Improved DDP checkpoint documentation (#106985)
Amended the documentation for the specified case.
Fixes #84589
Pull Request resolved: https://github.com/pytorch/pytorch/pull/106985
Approved by: https://github.com/wanchaol, https://github.com/fduwjj
diff --git a/torch/nn/parallel/distributed.py b/torch/nn/parallel/distributed.py
index 24f63e1..5a6facf 100644
--- a/torch/nn/parallel/distributed.py
+++ b/torch/nn/parallel/distributed.py
@@ -456,9 +456,12 @@
.. note::
DistributedDataParallel currently offers limited support for gradient
- checkpointing with :meth:`torch.utils.checkpoint`. DDP will work as
- expected when there are no unused parameters in the model and each layer
- is checkpointed at most once (make sure you are not passing
+ checkpointing with :meth:`torch.utils.checkpoint`.
+ If the checkpoint is done with use_reentrant=False (recommended), DDP
+ will work as expected without any limitations.

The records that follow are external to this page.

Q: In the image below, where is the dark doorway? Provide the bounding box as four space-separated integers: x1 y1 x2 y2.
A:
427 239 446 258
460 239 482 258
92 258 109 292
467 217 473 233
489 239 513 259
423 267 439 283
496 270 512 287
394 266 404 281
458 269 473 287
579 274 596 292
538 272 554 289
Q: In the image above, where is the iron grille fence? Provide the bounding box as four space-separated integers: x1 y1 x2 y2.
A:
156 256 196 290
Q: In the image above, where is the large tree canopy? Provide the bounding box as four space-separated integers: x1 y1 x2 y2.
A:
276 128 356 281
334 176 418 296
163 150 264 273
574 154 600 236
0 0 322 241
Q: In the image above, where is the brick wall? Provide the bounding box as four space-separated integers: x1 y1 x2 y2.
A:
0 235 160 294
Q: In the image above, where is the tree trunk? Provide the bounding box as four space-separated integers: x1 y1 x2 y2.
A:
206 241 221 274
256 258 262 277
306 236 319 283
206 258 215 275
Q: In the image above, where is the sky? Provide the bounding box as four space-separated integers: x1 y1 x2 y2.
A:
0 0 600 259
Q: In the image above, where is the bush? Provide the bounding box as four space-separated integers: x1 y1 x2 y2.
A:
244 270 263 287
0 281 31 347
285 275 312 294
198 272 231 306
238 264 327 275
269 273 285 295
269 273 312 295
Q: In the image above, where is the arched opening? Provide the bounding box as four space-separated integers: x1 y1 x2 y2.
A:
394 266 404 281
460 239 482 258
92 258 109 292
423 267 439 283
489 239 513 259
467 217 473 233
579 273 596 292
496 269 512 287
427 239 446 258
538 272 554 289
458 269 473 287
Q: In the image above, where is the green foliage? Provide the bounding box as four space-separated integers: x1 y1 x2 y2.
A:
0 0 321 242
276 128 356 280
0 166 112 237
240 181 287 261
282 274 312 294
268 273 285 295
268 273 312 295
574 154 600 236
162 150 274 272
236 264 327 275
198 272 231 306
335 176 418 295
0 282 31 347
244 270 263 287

+ If, however, the checkpoint is done with use_reentrant=True (the default),
+ DDP will work as expected when there are no unused parameters in the model
+ and each layer is checkpointed at most once (make sure you are not passing
`find_unused_parameters=True` to DDP). We currently do not support the
case where a layer is checkpointed multiple times, or when there unused
parameters in the checkpointed model.